The economy looked so bleak this past fall that Mary Jordan created a website giving free tips to job seekers.

"I just decided to do this because people are hurting," said Jordan, a special education teacher serving three Pasco County schools.

Little did she realize that she might soon need her own advice.

Jordan started her job with the school district less than a year ago, putting her employment in jeopardy as officials prepare to eliminate 513 positions to save about $29 million. The pink slips are supposed to start arriving today.

The suspense is killing Jordan, a 52-year-old single woman who relies on her job as her sole source of income.

"I haven't been getting a good night's sleep lately," Jordan said. "I'm having a difficult time focusing, and it's just because it's the unknown. I would rather know this minute, because I could breathe. I feel like I'm holding my breath."

What Jordan is not doing, though, is waiting for someone else to control her fate. She has her resume ready, and has job interviews scheduled, even without knowing whether she'll keep her position with the district.

"I would rather be in the driver's seat," Jordan said. "I have to be employed."

She focuses on the skills that she honed as an educator and administrator, and explains how those can serve a different type of employer. That might be in management, tutoring, even sales.

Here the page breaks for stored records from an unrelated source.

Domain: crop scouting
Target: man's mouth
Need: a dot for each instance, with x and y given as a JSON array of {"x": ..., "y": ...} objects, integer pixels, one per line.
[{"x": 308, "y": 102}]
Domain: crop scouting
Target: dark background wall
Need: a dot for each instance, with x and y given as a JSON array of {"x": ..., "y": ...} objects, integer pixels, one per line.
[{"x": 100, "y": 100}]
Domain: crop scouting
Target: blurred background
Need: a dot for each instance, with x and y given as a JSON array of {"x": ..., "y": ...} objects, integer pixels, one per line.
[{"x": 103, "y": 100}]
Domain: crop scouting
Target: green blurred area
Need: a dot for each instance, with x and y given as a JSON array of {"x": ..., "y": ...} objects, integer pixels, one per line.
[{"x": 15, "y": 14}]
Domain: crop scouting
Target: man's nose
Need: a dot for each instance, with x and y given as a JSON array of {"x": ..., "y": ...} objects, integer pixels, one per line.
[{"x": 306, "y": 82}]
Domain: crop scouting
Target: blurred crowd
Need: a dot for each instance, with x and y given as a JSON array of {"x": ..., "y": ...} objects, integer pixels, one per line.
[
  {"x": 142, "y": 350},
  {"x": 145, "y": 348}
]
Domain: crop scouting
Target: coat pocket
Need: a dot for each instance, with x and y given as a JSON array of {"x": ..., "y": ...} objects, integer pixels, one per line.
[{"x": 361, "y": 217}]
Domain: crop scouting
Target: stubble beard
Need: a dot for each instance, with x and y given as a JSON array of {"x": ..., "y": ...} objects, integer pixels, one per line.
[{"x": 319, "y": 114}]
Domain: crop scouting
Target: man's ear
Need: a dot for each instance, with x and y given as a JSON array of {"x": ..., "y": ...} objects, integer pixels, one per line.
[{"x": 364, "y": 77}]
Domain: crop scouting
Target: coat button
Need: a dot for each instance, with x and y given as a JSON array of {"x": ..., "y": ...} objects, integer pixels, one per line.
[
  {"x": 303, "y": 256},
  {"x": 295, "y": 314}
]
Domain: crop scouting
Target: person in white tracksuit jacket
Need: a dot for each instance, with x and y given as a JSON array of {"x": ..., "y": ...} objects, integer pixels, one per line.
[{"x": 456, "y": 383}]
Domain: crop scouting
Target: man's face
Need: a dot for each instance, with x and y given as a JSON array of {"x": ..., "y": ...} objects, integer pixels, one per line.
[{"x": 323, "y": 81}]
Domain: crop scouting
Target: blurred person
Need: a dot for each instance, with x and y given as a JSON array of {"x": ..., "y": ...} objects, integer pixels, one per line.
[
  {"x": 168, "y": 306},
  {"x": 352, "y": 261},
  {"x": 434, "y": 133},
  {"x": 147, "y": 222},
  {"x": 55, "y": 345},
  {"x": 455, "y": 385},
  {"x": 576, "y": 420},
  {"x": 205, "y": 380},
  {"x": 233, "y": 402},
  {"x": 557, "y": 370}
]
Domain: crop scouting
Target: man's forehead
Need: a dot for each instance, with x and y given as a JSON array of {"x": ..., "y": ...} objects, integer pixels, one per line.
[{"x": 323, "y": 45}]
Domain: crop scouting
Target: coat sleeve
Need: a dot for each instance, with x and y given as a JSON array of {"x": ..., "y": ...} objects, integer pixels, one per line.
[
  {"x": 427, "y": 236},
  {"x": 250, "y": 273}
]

"Can I take my instructional skills and use them in a sales environment? Absolutely I can," said Jordan, who has been a principal, district-level administrator and college department director in Indiana, Arizona and Florida. "It's just convincing the employer I have the personality and the drive to make this happen."

The thousands of Florida educators about to flood the job market should similarly tailor their profile to highlight the universal abilities they have, she said. Jordan offers insights into the process on her site,, which she said aims to offer specific advice rather than general guidelines.

It includes sections like "Steps to take if your boss is a psychopath" and "Action over 50."

If only one thing comes through, Jordan said, people should remember that they should be ready to do what it takes, whatever that is, and to not be afraid. Prepare a resume and portfolio, and learn about potential employers to see how you might meet their needs.

"Start now," Jordan advised.

School district officials spent Wednesday reviewing teacher seniority, certifications and other factors to determine who will get layoff notices. Superintendent Heather Fiorentino said she wanted the employees to hear the news from their supervisors directly, and not through other means, and that the list of people and jobs eliminated would be made public afterward.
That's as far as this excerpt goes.